Week 5: A richer discussion of model adequacy including the questions of long range dependence and the technology of unit root tests. We cover most of Chapter 4 of Zivot and Wang, but some details may be set aside in favor of discussing the article "Is it really long memory we see in financial returns?" by Mikosch and Starica in Extremes and Integrated Risk Management, P. Embrechts et al (eds.), Risk Books, 2000.

Week 6: Time series regression models. We will cover Zivot and Wang Chapter 6 together with additional material on the robust estimation of covariance matrices.

Week 7: Introduction to the theory and practice of GARCH models. We will deal in some detail the motivation for these models and the methods used to fit them. (Sections 7.1-7.4 of Zivot and Wang)

Week 8: Deeper discussion of GARCH models including the question of model selection within the GARCH family. We will also examine the quality of predictions from these models in comparison to simpler alternatives. (Sections 7.5-7.10 of Zivot and Wang)

Week 9: Rolling Analysis of Time Series. Forecasting versus filtering, cross validation, and the use of out-of-sample testing. (Sections 9.1-9.2 of Zivot and Wang)

Week 10: Technical trading and methods of back-testing (Sections 9.3- 9.5 of Zivot and Wang may be supplemented by discussion of the article by Diebold and Mariano "Comparing Predictive Accuracy," J. Business and Economic Statistics 13, 253-263)

Week 11: (Tentative) Vector Autoregressive Models for Multivariate Time Series (Chapter 11 of Zivot and Wang)

Weeks 12: (Tentative) Cointegration (Chapter 12 of Zivot and Wang), plus selected readings on statistical arbitrage. Discussion of the advance brief for the 2002 Bank of Sweden Prize in Honor of Alfred Nobel.

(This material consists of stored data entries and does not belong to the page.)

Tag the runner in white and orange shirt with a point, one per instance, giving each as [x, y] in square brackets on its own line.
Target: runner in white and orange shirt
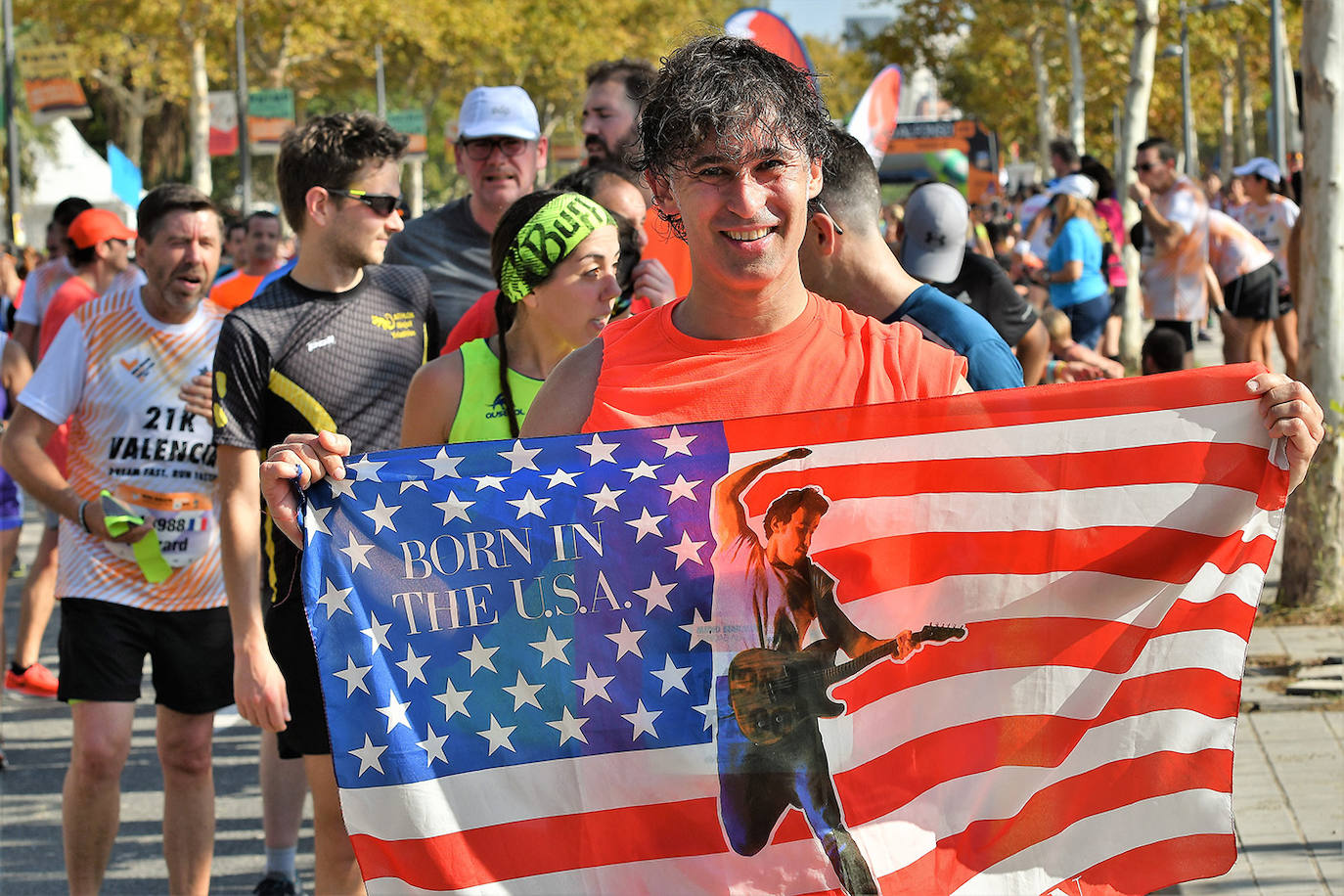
[1245, 270]
[155, 589]
[1271, 216]
[1175, 248]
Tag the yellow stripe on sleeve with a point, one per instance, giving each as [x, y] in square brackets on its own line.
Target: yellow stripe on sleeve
[301, 402]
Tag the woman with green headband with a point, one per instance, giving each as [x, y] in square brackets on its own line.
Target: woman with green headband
[554, 256]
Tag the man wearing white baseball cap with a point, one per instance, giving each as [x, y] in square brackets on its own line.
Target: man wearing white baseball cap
[933, 248]
[1261, 166]
[499, 151]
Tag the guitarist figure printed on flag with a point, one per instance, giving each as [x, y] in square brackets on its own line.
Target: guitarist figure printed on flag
[766, 600]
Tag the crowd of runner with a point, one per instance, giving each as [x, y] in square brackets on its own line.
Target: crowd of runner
[157, 399]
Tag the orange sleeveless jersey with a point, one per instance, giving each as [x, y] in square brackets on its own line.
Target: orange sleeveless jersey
[132, 435]
[654, 375]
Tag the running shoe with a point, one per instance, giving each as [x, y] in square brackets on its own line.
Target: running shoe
[274, 884]
[35, 681]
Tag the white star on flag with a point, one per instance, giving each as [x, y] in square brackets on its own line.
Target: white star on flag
[356, 553]
[395, 712]
[499, 737]
[696, 629]
[523, 692]
[671, 676]
[656, 596]
[453, 508]
[453, 700]
[433, 747]
[335, 600]
[478, 655]
[568, 727]
[315, 521]
[519, 457]
[605, 497]
[381, 515]
[560, 477]
[647, 524]
[367, 470]
[354, 677]
[489, 482]
[676, 443]
[626, 641]
[644, 470]
[341, 488]
[413, 666]
[367, 756]
[599, 450]
[442, 465]
[594, 686]
[528, 506]
[686, 550]
[377, 633]
[680, 489]
[552, 648]
[643, 720]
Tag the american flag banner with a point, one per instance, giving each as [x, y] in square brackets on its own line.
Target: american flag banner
[671, 659]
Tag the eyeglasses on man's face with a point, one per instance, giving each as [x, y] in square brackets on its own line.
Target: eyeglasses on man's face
[381, 203]
[481, 148]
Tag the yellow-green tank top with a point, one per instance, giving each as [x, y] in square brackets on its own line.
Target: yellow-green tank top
[481, 414]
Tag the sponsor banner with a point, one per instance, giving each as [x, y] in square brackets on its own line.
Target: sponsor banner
[270, 113]
[412, 122]
[50, 83]
[223, 122]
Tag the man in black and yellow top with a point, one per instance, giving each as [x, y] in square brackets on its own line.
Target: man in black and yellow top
[333, 345]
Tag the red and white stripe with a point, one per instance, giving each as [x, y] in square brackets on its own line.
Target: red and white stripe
[1105, 547]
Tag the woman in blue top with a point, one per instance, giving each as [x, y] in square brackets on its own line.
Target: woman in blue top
[1074, 263]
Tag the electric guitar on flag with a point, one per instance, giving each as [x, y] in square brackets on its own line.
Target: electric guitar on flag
[773, 692]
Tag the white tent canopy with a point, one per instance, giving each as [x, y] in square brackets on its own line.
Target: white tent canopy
[70, 166]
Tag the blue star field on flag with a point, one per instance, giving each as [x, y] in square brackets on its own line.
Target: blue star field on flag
[513, 602]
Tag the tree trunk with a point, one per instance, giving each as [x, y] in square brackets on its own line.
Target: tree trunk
[1226, 132]
[198, 115]
[1246, 114]
[1314, 539]
[1133, 130]
[1292, 136]
[1045, 100]
[1078, 81]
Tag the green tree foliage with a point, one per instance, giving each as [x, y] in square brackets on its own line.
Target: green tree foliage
[978, 53]
[136, 60]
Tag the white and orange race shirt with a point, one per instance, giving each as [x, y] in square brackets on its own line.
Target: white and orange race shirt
[1232, 250]
[1174, 281]
[1272, 225]
[115, 371]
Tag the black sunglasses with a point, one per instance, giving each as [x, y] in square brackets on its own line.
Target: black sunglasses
[381, 203]
[480, 150]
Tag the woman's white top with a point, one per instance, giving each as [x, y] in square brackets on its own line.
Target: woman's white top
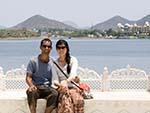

Weeks 13: (Tentative) Multivariate GARCH Modeling --- Chapter 13 of Zivot and Wang. Suggestions for price-based volatility estimate. Comparison with implied volatilities. Weeks 14: State Space Models and Financial Time Series (Chapter 14 of Zivot and Wang together with supplementary material on hidden Markov models and the change point problem).

Expected Variations

For the first ten weeks, we will probably track the syllabus rather closely, but since the classes tend to become larger over the years, one can expect that the last three weeks will be a little more mellow than this syllabus suggests. Conintegration will be discussed in some detail, but the material on multivariate AR models and multivariate GARCH will probably have to give way to time for student project proposals and detailed discussions of the design of the final projects.

You can get some sense of the variation by looking at the course blogs for earlier year that you can find from links from the landing page.


Related Links

Our Text

Modeling Financial Time Series with S-Plus, 2nd Ed, by Eric Zivot and Jiahui Wang.. This is available in the bookstore, and it will be used throughout the course. Nevertheless, we will only cover about one-fourth of the book. You can regard it as semi-required.

Our Software

S-Plus and Finmetrics. The method of distribution may change, but most recently this was distributed in class. We may have a web based method shortly.

Why Not Use R?

I'd love to use R--- It's free and it runs on all platforms.

Unfortunately, R is not as bullet proof or as well documented as S. Thus, for a first time exposure, we will save ourselves some anxiety by using S-Plus.